Cette Histoire de Napoléon, par Tissot, complète, dès la page 2, le portrait de sa mère, qu'il vient de tracer, en disant, à propos de son fils :

... Il avait pour guide une mère douée d'un esprit ferme, intrépide dans le danger, capable de supporter toutes les privations, ennemie de tout ce qui était bas, pleine de finesse sans fausseté, sévère, économe et prudente. Bonaparte, en prenant plaisir à faire l'éloge de sa, mère, n'a point assez dit, peut-être, tout ce qu'il devait à sa première institutrice...

... Madame Letizia Bonaparte, n'ayant pas joué de rôle, pendant la splendeur de l'empire, a, pour ainsi dire, enseveli ses hautes qualités dans le silence ; toutefois, les personnes admises dans son intimité ont reconnu en elle une femme supérieure et retrouvé la source de quelques-unes des grandes qualités de son fils.
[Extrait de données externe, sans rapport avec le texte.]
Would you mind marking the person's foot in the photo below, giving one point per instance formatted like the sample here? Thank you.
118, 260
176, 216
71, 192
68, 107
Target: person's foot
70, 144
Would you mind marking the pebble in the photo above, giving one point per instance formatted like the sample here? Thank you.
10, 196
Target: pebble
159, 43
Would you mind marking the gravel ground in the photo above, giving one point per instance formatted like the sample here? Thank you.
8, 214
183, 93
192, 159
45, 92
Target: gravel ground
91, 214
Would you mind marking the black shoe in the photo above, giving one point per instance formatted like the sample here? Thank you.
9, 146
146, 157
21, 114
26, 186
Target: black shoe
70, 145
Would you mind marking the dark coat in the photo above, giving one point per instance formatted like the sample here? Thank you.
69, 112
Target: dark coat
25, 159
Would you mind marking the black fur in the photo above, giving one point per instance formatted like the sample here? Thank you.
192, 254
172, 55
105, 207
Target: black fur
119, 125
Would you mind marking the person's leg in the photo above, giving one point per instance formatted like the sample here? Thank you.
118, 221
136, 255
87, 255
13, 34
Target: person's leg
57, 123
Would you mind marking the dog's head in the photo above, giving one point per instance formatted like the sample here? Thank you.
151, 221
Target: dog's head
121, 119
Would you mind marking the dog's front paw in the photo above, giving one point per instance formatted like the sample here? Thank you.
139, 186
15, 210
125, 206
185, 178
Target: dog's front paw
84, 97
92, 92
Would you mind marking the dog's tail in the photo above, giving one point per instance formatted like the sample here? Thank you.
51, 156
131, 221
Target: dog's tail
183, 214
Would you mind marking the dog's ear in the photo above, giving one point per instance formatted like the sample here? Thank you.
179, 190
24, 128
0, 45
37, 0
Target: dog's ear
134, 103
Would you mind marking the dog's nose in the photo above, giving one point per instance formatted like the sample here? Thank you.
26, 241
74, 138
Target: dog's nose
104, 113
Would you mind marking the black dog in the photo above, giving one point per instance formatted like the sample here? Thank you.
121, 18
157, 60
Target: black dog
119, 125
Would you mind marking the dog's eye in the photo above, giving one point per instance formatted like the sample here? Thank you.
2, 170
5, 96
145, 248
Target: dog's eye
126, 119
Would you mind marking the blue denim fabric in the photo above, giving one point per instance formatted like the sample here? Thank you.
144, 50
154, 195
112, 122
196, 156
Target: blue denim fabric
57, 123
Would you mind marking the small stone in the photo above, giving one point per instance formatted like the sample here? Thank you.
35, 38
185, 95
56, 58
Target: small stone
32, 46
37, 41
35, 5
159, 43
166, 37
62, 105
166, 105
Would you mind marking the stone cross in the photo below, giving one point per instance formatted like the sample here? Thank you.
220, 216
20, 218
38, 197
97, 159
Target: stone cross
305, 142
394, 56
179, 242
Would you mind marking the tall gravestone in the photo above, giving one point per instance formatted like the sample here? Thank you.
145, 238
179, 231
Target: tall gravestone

Le comte de Las Cases, tout dévoué à l'auguste captif de Sainte-Hélène, fut dénoncé au gouverneur, le 25 novembre 1816, par un ancien domestique, sur lequel il croyait pouvoir compter et auquel il avait confié plusieurs lettres pour l'Europe, notamment pour Rome, à l'adresse de Madame. M. de Las Cases, arrêté aussitôt et séparé de l'empereur, fut éloigné de lui, à grande distance, avec son fils Emmanuel, pendant plus d'un mois, et obligé ensuite de quitter l'île pour se rendre au Cap.

Une lettre au prince Lucien, datée du 6 mars 1816, fut la cause déterminante de cette mesure rigoureuse et fit grand bruit. Voici cette lettre[10] :

Monseigneur,

Je viens de recevoir votre lettre de Rome, datée du 6 mars dernier. Je m'estime bien heureux que Votre Altesse ait daigné m'honorer de cette marque de son souvenir. Je m'efforcerai d'y répondre, en lui donnant, de temps à autre, pour toute sa famille un détail de tout ce qui concerne l'empereur, sa santé, ses occupations et les traitements qu'on lui fait éprouver. Je vous manderai surtout, monseigneur, les choses telles qu'elles se sont passées et telles qu'elles se trouveront, m'en reposant, sur Votre Altesse, pour déguiser, au besoin, au cœur toujours sensible d'une mère, ce qu'il pourrait y avoir de trop affligeant pour elle, etc.

Les Mémoires authentiques de Sainte-Hélène, faisant suite à la Correspondance[11] attestent maintes fois l'hommage rendu par Napoléon à sa mère.

 

 

 



[1] Napoléon et Marie-Louise, 1844, 3 vol., t. Ier, p. 449.

[2] Archives du Ministère ?

[3] Mémorial de Sainte-Hélène. Éd. illustrée de 1842, t. Ier, p. 605.

[4] Marie-Louise et le duc de Reichstadt. 1 vol. sur les Femmes des Tuileries, par le baron Imbert de Saint-Amand, 1886.

[5] Registre de correspondance du cardinal.

[6] La captivité. Suite de la correspondance de Napoléon Ier, t. XXII.

[7] Mémorial de Sainte-Hélène, par de Las Cases, 1842, t. II.

[8] Histoire de la famille Bonaparte depuis 1815, 2e édit., 1849.

[9] Histoire de Napoléon, par Tissot, de l'Académie française, 1833, t. Ier, p. 2 : Quelques observations.

[10] Mémorial de Sainte-Hélène. Éd. illustrée, 1842, t. II, p. 502.

[11] Extraits des récits de la captivité, suite de la Correspondance de Napoléon Ier, t. XXXII, éd. in-4°, 1869.